The truth about dealing with post-traumatic stress disorder

The torrent of personal revelations that has poured from Prince Harry of late has been met with a range of reactions, from sympathy through to fury. But quite why he has pressed the nuclear button and blown up all before him, in such a public, uncompromising fashion, has remained a puzzle to some.

One possible explanation, suggested earlier this month by Philip Ingram, a former colonel in the British Army, is that Harry is suffering from post-traumatic stress disorder.

Is Prince Harry suffering from PTSD?Credit:AP

Ingram pointed out in a newspaper article that what Harry went through in childhood – the loss of his mother in a car crash, amid overwhelming media interest – “would break many normal people”, and that his deployment to Afghanistan with the Army brought additional stresses (even if Harry claims military service “saved” him). Is it possible, then, that trauma lies behind his current behaviour, which from the outside appears more self-destructive than healing?

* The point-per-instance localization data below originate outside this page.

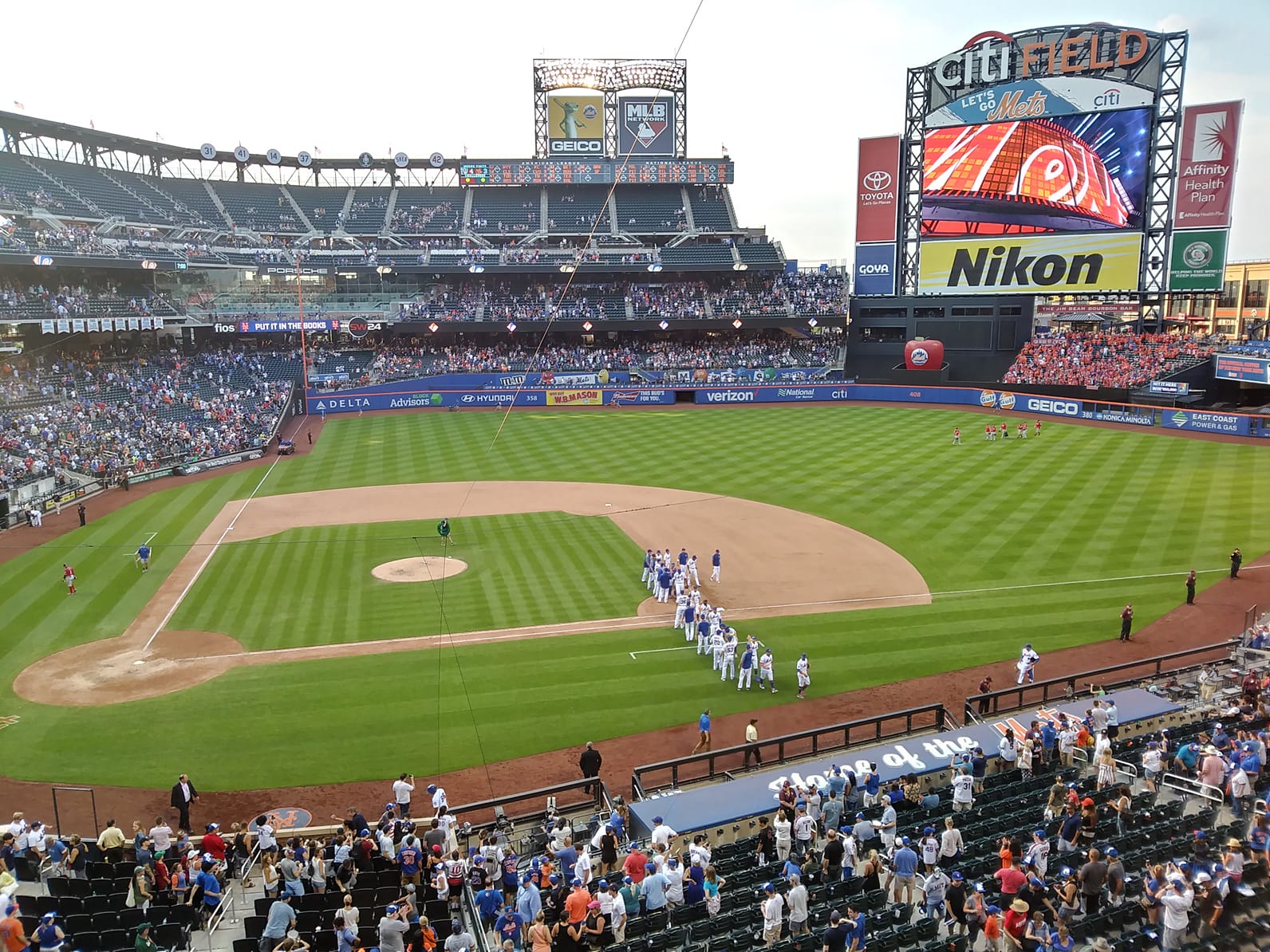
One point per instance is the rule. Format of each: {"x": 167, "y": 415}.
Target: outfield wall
{"x": 411, "y": 396}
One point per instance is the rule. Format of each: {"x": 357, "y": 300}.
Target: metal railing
{"x": 722, "y": 763}
{"x": 1190, "y": 787}
{"x": 1038, "y": 694}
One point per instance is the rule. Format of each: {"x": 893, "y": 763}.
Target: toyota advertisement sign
{"x": 878, "y": 190}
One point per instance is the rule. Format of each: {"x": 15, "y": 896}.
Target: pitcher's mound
{"x": 420, "y": 569}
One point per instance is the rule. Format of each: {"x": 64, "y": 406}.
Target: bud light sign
{"x": 875, "y": 269}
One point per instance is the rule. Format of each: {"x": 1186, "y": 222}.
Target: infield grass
{"x": 988, "y": 521}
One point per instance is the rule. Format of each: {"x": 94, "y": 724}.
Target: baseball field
{"x": 263, "y": 641}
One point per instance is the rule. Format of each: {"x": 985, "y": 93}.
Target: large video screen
{"x": 1068, "y": 173}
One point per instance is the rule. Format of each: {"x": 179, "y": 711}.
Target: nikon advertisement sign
{"x": 1040, "y": 264}
{"x": 1198, "y": 261}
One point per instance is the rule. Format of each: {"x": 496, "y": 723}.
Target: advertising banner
{"x": 1198, "y": 261}
{"x": 1040, "y": 264}
{"x": 757, "y": 793}
{"x": 574, "y": 398}
{"x": 645, "y": 126}
{"x": 1126, "y": 415}
{"x": 575, "y": 126}
{"x": 1205, "y": 422}
{"x": 277, "y": 326}
{"x": 875, "y": 270}
{"x": 1252, "y": 370}
{"x": 1035, "y": 98}
{"x": 1205, "y": 171}
{"x": 1071, "y": 173}
{"x": 878, "y": 190}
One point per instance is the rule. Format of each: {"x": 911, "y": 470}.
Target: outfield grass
{"x": 314, "y": 585}
{"x": 1079, "y": 504}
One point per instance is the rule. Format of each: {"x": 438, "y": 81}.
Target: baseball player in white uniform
{"x": 1027, "y": 666}
{"x": 728, "y": 669}
{"x": 804, "y": 675}
{"x": 765, "y": 671}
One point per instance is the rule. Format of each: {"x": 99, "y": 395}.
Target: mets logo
{"x": 289, "y": 818}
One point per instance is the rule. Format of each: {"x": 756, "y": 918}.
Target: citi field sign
{"x": 1053, "y": 56}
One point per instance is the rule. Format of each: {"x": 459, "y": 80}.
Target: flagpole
{"x": 304, "y": 348}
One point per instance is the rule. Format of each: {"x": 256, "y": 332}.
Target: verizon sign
{"x": 878, "y": 190}
{"x": 1205, "y": 171}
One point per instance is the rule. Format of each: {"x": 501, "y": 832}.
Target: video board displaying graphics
{"x": 575, "y": 124}
{"x": 1066, "y": 173}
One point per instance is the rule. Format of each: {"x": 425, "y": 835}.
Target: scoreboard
{"x": 637, "y": 171}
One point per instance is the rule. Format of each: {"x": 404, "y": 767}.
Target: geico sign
{"x": 1063, "y": 407}
{"x": 577, "y": 146}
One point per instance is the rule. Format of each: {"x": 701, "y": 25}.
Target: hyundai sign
{"x": 875, "y": 270}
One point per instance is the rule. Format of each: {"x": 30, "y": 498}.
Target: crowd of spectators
{"x": 108, "y": 415}
{"x": 761, "y": 351}
{"x": 1105, "y": 358}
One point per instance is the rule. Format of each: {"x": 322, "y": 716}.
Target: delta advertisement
{"x": 1042, "y": 264}
{"x": 1030, "y": 404}
{"x": 575, "y": 126}
{"x": 878, "y": 190}
{"x": 1205, "y": 171}
{"x": 645, "y": 124}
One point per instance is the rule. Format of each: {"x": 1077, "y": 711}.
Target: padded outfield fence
{"x": 720, "y": 765}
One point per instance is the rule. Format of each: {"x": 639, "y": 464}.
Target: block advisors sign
{"x": 1205, "y": 171}
{"x": 1044, "y": 264}
{"x": 1198, "y": 261}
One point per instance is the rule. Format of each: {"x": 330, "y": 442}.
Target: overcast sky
{"x": 787, "y": 87}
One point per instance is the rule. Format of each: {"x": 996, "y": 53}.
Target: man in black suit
{"x": 590, "y": 765}
{"x": 183, "y": 793}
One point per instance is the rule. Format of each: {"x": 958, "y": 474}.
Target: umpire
{"x": 590, "y": 765}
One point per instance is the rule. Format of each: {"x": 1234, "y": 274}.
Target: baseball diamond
{"x": 817, "y": 509}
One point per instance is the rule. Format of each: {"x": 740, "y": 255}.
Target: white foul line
{"x": 656, "y": 650}
{"x": 206, "y": 559}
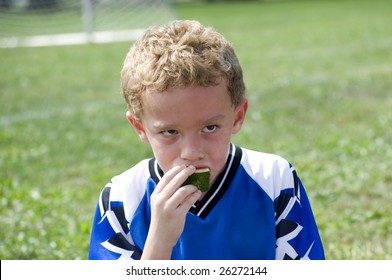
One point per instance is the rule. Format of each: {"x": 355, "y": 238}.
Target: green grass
{"x": 318, "y": 77}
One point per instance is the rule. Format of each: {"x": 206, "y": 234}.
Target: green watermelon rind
{"x": 200, "y": 179}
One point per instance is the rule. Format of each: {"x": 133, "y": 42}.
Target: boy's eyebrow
{"x": 215, "y": 118}
{"x": 166, "y": 125}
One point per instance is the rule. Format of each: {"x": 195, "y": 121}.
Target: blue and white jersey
{"x": 257, "y": 208}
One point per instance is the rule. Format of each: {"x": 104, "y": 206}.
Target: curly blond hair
{"x": 180, "y": 54}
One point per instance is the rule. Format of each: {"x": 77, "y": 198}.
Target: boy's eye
{"x": 169, "y": 132}
{"x": 210, "y": 128}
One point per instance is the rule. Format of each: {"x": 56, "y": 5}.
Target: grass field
{"x": 319, "y": 81}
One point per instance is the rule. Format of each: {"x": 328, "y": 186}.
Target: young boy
{"x": 185, "y": 93}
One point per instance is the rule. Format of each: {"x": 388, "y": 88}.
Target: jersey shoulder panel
{"x": 129, "y": 187}
{"x": 271, "y": 172}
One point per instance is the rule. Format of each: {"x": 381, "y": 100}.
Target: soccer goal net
{"x": 63, "y": 22}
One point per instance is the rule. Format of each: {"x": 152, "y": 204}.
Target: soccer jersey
{"x": 257, "y": 208}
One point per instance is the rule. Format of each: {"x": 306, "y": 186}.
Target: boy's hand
{"x": 169, "y": 205}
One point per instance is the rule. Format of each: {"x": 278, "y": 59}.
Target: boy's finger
{"x": 173, "y": 179}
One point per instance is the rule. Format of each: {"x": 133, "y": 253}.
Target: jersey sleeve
{"x": 297, "y": 235}
{"x": 110, "y": 237}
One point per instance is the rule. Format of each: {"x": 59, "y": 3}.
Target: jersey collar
{"x": 203, "y": 207}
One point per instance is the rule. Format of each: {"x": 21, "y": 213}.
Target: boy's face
{"x": 191, "y": 126}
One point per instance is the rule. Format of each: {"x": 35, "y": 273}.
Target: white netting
{"x": 57, "y": 22}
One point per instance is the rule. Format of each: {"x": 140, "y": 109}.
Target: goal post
{"x": 62, "y": 22}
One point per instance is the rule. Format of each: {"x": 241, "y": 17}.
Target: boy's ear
{"x": 138, "y": 127}
{"x": 239, "y": 116}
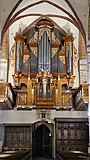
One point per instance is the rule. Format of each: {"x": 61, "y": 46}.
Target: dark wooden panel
{"x": 71, "y": 135}
{"x": 18, "y": 137}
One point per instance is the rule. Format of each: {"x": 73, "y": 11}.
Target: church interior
{"x": 45, "y": 80}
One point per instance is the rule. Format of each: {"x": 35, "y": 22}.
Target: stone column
{"x": 88, "y": 62}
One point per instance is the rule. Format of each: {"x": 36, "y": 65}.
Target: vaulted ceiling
{"x": 27, "y": 12}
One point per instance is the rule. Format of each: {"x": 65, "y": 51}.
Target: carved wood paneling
{"x": 71, "y": 135}
{"x": 17, "y": 137}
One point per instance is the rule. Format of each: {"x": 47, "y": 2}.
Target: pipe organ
{"x": 44, "y": 68}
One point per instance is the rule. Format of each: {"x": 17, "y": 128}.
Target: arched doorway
{"x": 42, "y": 142}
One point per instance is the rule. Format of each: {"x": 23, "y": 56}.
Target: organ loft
{"x": 43, "y": 75}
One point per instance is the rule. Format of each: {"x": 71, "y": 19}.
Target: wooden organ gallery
{"x": 43, "y": 80}
{"x": 44, "y": 68}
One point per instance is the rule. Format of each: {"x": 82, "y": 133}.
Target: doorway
{"x": 42, "y": 142}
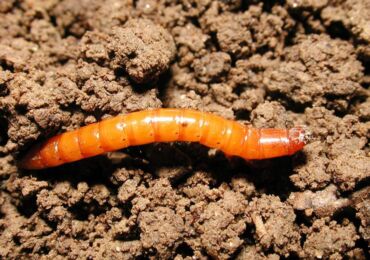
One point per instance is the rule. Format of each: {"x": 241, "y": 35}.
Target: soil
{"x": 68, "y": 63}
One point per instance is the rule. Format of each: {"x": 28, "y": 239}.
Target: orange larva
{"x": 165, "y": 125}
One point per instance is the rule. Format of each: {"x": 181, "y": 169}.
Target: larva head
{"x": 298, "y": 137}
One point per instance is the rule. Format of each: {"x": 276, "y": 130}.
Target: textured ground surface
{"x": 67, "y": 63}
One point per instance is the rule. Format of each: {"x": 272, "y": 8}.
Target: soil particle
{"x": 329, "y": 240}
{"x": 361, "y": 200}
{"x": 274, "y": 223}
{"x": 220, "y": 224}
{"x": 212, "y": 66}
{"x": 352, "y": 14}
{"x": 161, "y": 229}
{"x": 312, "y": 174}
{"x": 323, "y": 203}
{"x": 321, "y": 75}
{"x": 143, "y": 48}
{"x": 348, "y": 169}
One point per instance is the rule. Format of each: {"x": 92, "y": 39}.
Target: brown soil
{"x": 67, "y": 63}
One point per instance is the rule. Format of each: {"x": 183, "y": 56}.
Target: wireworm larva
{"x": 165, "y": 125}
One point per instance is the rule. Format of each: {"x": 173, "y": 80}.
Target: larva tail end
{"x": 298, "y": 137}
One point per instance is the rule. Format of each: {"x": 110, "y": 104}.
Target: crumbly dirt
{"x": 68, "y": 63}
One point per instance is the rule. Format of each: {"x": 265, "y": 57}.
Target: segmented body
{"x": 164, "y": 125}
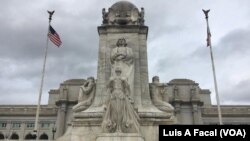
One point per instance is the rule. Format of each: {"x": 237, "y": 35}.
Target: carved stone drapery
{"x": 120, "y": 115}
{"x": 156, "y": 91}
{"x": 86, "y": 95}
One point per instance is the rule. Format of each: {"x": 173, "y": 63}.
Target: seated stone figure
{"x": 156, "y": 92}
{"x": 86, "y": 95}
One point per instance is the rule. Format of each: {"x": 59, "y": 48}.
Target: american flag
{"x": 208, "y": 37}
{"x": 54, "y": 37}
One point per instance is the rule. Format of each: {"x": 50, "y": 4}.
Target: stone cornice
{"x": 27, "y": 110}
{"x": 227, "y": 111}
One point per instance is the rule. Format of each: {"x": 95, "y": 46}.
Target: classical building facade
{"x": 79, "y": 105}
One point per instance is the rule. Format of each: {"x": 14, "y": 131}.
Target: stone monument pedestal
{"x": 119, "y": 137}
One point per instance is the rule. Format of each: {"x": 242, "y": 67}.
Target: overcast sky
{"x": 176, "y": 45}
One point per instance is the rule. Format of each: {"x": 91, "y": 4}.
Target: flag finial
{"x": 50, "y": 14}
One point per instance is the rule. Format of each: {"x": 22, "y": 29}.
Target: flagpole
{"x": 213, "y": 67}
{"x": 42, "y": 79}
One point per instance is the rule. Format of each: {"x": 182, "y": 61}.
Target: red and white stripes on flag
{"x": 54, "y": 37}
{"x": 208, "y": 37}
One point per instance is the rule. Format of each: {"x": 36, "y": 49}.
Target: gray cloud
{"x": 176, "y": 44}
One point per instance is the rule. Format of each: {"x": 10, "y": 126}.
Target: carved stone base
{"x": 119, "y": 137}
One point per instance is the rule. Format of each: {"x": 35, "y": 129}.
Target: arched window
{"x": 29, "y": 137}
{"x": 1, "y": 136}
{"x": 44, "y": 137}
{"x": 14, "y": 136}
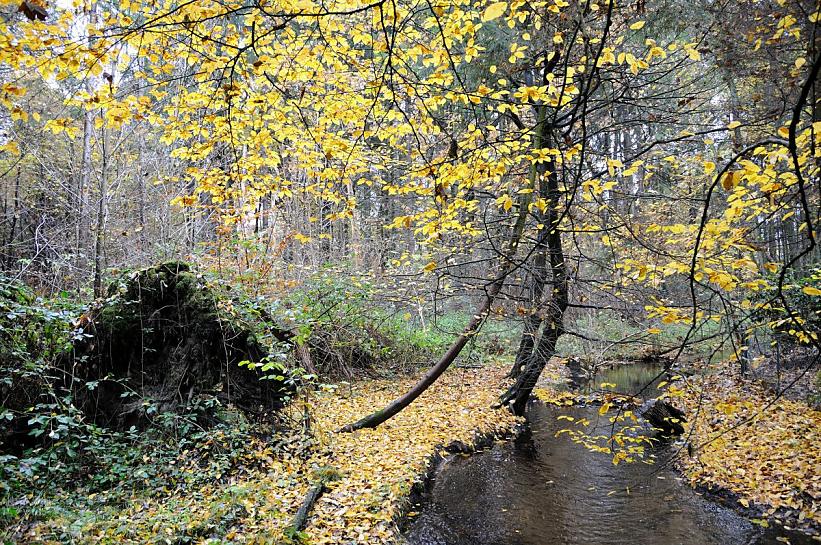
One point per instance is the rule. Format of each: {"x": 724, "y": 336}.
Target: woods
{"x": 218, "y": 217}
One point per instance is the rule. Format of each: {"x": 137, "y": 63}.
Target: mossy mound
{"x": 162, "y": 338}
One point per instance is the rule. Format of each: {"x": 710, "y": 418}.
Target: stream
{"x": 547, "y": 490}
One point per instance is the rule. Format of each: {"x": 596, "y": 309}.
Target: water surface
{"x": 546, "y": 490}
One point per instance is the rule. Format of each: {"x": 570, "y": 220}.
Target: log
{"x": 664, "y": 417}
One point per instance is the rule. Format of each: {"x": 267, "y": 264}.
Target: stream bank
{"x": 543, "y": 489}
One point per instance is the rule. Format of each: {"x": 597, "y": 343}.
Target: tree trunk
{"x": 519, "y": 393}
{"x": 491, "y": 291}
{"x": 102, "y": 219}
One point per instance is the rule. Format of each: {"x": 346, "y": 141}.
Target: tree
{"x": 564, "y": 143}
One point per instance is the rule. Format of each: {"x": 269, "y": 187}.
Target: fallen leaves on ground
{"x": 378, "y": 469}
{"x": 765, "y": 450}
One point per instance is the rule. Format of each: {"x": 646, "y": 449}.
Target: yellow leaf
{"x": 494, "y": 11}
{"x": 728, "y": 181}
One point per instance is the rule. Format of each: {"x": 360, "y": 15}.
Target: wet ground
{"x": 547, "y": 490}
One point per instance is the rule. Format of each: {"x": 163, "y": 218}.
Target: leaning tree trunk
{"x": 479, "y": 315}
{"x": 538, "y": 276}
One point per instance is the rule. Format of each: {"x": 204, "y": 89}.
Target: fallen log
{"x": 664, "y": 417}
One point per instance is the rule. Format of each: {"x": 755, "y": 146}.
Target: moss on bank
{"x": 256, "y": 500}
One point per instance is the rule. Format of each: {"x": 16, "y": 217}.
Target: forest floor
{"x": 376, "y": 472}
{"x": 749, "y": 449}
{"x": 754, "y": 450}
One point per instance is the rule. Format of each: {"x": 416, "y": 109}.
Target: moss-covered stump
{"x": 162, "y": 338}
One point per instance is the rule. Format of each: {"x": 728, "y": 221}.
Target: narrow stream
{"x": 546, "y": 490}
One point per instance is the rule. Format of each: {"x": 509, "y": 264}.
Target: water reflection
{"x": 544, "y": 490}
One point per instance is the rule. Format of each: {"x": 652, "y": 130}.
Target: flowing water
{"x": 547, "y": 490}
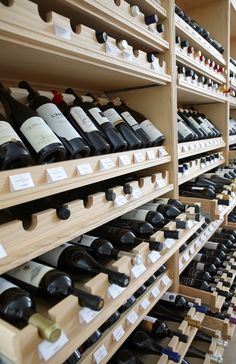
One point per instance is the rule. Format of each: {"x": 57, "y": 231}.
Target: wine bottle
{"x": 45, "y": 280}
{"x": 42, "y": 143}
{"x": 102, "y": 247}
{"x": 18, "y": 307}
{"x": 13, "y": 152}
{"x": 160, "y": 330}
{"x": 49, "y": 112}
{"x": 118, "y": 122}
{"x": 141, "y": 341}
{"x": 71, "y": 258}
{"x": 117, "y": 143}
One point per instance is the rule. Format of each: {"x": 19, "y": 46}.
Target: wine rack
{"x": 57, "y": 49}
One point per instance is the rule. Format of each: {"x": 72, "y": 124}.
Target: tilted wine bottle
{"x": 42, "y": 143}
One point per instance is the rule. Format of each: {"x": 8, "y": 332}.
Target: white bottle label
{"x": 30, "y": 272}
{"x": 7, "y": 133}
{"x": 137, "y": 215}
{"x": 38, "y": 133}
{"x": 150, "y": 129}
{"x": 169, "y": 297}
{"x": 57, "y": 121}
{"x": 5, "y": 285}
{"x": 82, "y": 119}
{"x": 52, "y": 256}
{"x": 113, "y": 116}
{"x": 98, "y": 115}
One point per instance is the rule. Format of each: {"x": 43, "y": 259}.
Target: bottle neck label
{"x": 52, "y": 256}
{"x": 137, "y": 215}
{"x": 30, "y": 273}
{"x": 7, "y": 133}
{"x": 57, "y": 121}
{"x": 82, "y": 119}
{"x": 113, "y": 116}
{"x": 150, "y": 130}
{"x": 38, "y": 133}
{"x": 5, "y": 285}
{"x": 98, "y": 115}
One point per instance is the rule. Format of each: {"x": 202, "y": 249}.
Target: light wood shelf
{"x": 189, "y": 149}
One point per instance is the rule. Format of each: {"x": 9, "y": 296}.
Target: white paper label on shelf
{"x": 48, "y": 349}
{"x": 114, "y": 290}
{"x": 137, "y": 270}
{"x": 186, "y": 257}
{"x": 118, "y": 333}
{"x": 132, "y": 317}
{"x": 165, "y": 280}
{"x": 155, "y": 292}
{"x": 83, "y": 169}
{"x": 124, "y": 160}
{"x": 3, "y": 252}
{"x": 100, "y": 354}
{"x": 137, "y": 192}
{"x": 153, "y": 256}
{"x": 168, "y": 243}
{"x": 106, "y": 163}
{"x": 139, "y": 157}
{"x": 87, "y": 315}
{"x": 145, "y": 303}
{"x": 56, "y": 174}
{"x": 120, "y": 201}
{"x": 20, "y": 181}
{"x": 62, "y": 32}
{"x": 160, "y": 183}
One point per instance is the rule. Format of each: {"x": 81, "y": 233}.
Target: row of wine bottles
{"x": 199, "y": 29}
{"x": 197, "y": 55}
{"x": 194, "y": 125}
{"x": 50, "y": 130}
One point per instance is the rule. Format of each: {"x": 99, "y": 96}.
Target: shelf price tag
{"x": 100, "y": 354}
{"x": 132, "y": 317}
{"x": 106, "y": 163}
{"x": 3, "y": 252}
{"x": 56, "y": 174}
{"x": 145, "y": 303}
{"x": 139, "y": 157}
{"x": 153, "y": 256}
{"x": 87, "y": 315}
{"x": 124, "y": 160}
{"x": 114, "y": 290}
{"x": 47, "y": 349}
{"x": 118, "y": 333}
{"x": 137, "y": 270}
{"x": 21, "y": 181}
{"x": 83, "y": 169}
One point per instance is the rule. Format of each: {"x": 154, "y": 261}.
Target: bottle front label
{"x": 151, "y": 130}
{"x": 169, "y": 297}
{"x": 82, "y": 119}
{"x": 113, "y": 116}
{"x": 30, "y": 273}
{"x": 57, "y": 121}
{"x": 137, "y": 215}
{"x": 98, "y": 115}
{"x": 52, "y": 256}
{"x": 7, "y": 133}
{"x": 38, "y": 133}
{"x": 5, "y": 285}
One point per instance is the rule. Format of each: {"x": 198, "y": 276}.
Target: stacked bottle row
{"x": 50, "y": 130}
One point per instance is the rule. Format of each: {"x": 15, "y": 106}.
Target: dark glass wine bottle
{"x": 18, "y": 307}
{"x": 45, "y": 280}
{"x": 13, "y": 152}
{"x": 49, "y": 112}
{"x": 42, "y": 143}
{"x": 71, "y": 258}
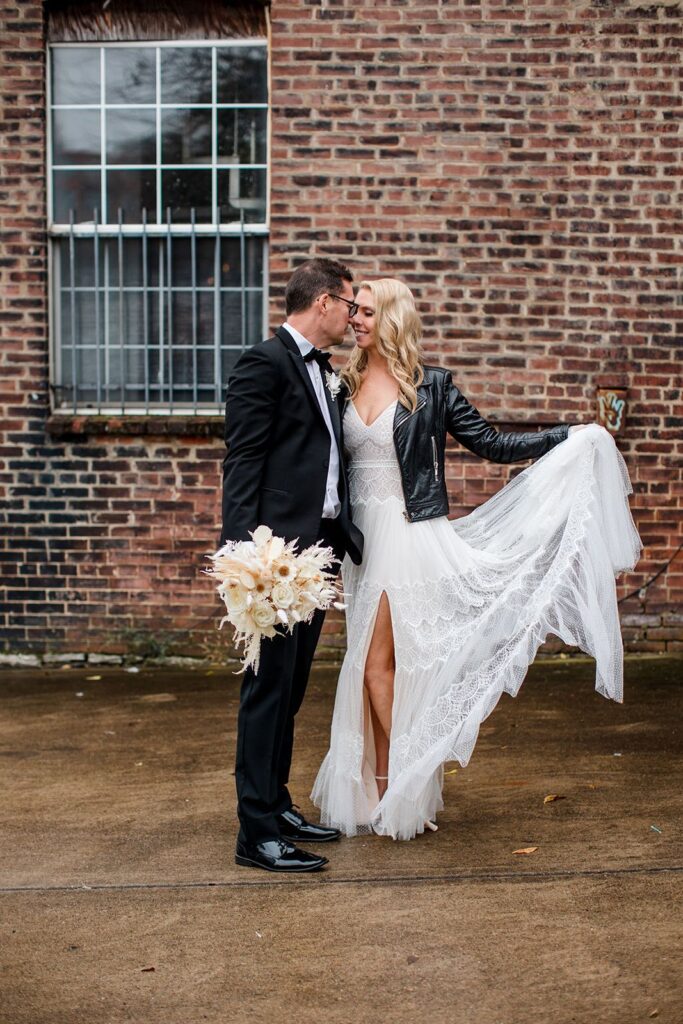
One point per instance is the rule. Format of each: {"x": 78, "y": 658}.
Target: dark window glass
{"x": 76, "y": 75}
{"x": 185, "y": 75}
{"x": 131, "y": 136}
{"x": 182, "y": 190}
{"x": 76, "y": 137}
{"x": 77, "y": 190}
{"x": 186, "y": 136}
{"x": 130, "y": 192}
{"x": 242, "y": 75}
{"x": 130, "y": 75}
{"x": 242, "y": 136}
{"x": 242, "y": 192}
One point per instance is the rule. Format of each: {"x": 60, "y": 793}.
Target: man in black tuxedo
{"x": 285, "y": 469}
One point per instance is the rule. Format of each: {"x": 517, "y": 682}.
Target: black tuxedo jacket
{"x": 278, "y": 442}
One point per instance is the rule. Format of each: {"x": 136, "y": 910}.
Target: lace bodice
{"x": 374, "y": 474}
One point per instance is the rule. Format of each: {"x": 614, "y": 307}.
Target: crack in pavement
{"x": 383, "y": 880}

That soldiers can suffer PTSD after leaving the battlefield is by now well established. In the First World War, it was dubbed ‘shell shock’, and has since been recognised as a medical condition, a type of anxiety disorder. But it is one that can also be caused by any situation a person finds traumatic, from road accidents and sex attacks to domestic or child abuse, health problems and even childbirth. PTSD can result from grief, too, says psychotherapist Julia Samuel.

While in most cases, traumas are processed relatively quickly (in weeks rather than years), in a minority of cases, the trauma remains “locked in the brain, untouched and unresolved, as if it were in the present”, which can lead the sufferer to see the world differently, says Samuel, who was a close friend of Diana’s and is godmother to Prince William’s son Prince George, Harry’s nephew. “You can have it [trauma] on the brain decades after the event. It has no sense of time, it is present in the body. Trauma then heightens your sense of fear and response to the world: the world seems more dangerous.”

Multiple studies have pointed to changes in the brain associated with PTSD. The condition is typically diagnosed by a psychiatrist via a mental health assessment, not a brain scan, but research shows the amygdala – the part of the brain that deals with emotional responses – is more active in those who suffer from it.

“The trauma is stored in the amygdala, which is the part of the brain that’s always looking for threats,” says Samuel. “It can’t cognitively be processed.”

Symptoms of PTSD can include vivid flashbacks, intrusive thoughts, nightmares, becoming easily upset or angry, extreme alertness, disturbed sleep, irritability and aggressive behaviour, poor concentration and, indeed, carrying out self-destructive or reckless acts, according to an extensive list from UK mental health charity Mind.

“People use the word trauma very lightly,” says Samuel. “But it’s a big overwhelming event that’s incredibly intense.” It is estimated that PTSD affects about one in three people who undergo a traumatic experience, but that it’s unclear exactly why some develop the condition and others do not. Yet we are starting to learn more about what lies behind it. In 2019, a large-scale study by scientists from the University of California San Diego School of Medicine found that, in common with other psychiatric disorders, PTSD has a strong genetic component. This, the study indicated, accounted for between five and 20 per cent of the variability in PTSD risk following a traumatic event.

Meanwhile, environmental factors likely to limit your risk of PTSD following trauma include “continuous contact with, and support from, important people in your life”, says the Anxiety and Depression Association of America. “If you have good attachments and don’t have a genetic predisposition, you’re much less likely to develop PTSD,” says Samuel.

A factor that stands out about Harry’s case is his inability to escape what he perceives to be the cause of his trauma: the press. Healing while constantly exposed to the apparent source of trauma can be particularly challenging.

In the round of media interviews to promote his book, Harry talked of suffering from “post traumatic stress injury” [PTSI] after losing his mother. Speaking to ABC News, he explained: “I have tried to reframe it as an injury, because you can actually heal from it.”

But the good news is, it is possible to heal from PTSD too. Some cases can be treated with antidepressants, while other sufferers may be recommended psychological therapies, including trauma-focused cognitive behavioural therapy, or eye movement desensitisation and reprocessing (EMDR). This latter is the method Samuel uses when working with clients with complex PTSD – a form that may be diagnosed in those who have repeatedly experienced trauma, such as neglect or abuse. EMDR involves remembering the traumatic incident in detail while making eye movements, usually by following the movement of the therapist’s finger, and is thought to reduce the “vividness and emotion associated with the trauma memories”, according to the EMDR International Association. Harry has undergone this therapy himself for PTSI.

“It changes how safe and calm you feel, and your capacity to self-regulate, and that means you can connect with others and love and grow,” explains Samuel, who writes about trauma in her book, Every Family Has a Story. “I’d expect someone who had beneficial EMDR to feel safe; to feel they have a sense of agency; to love and to be loved.”

It remains to be seen whether Harry “speaking his truth” will get him to a similar place.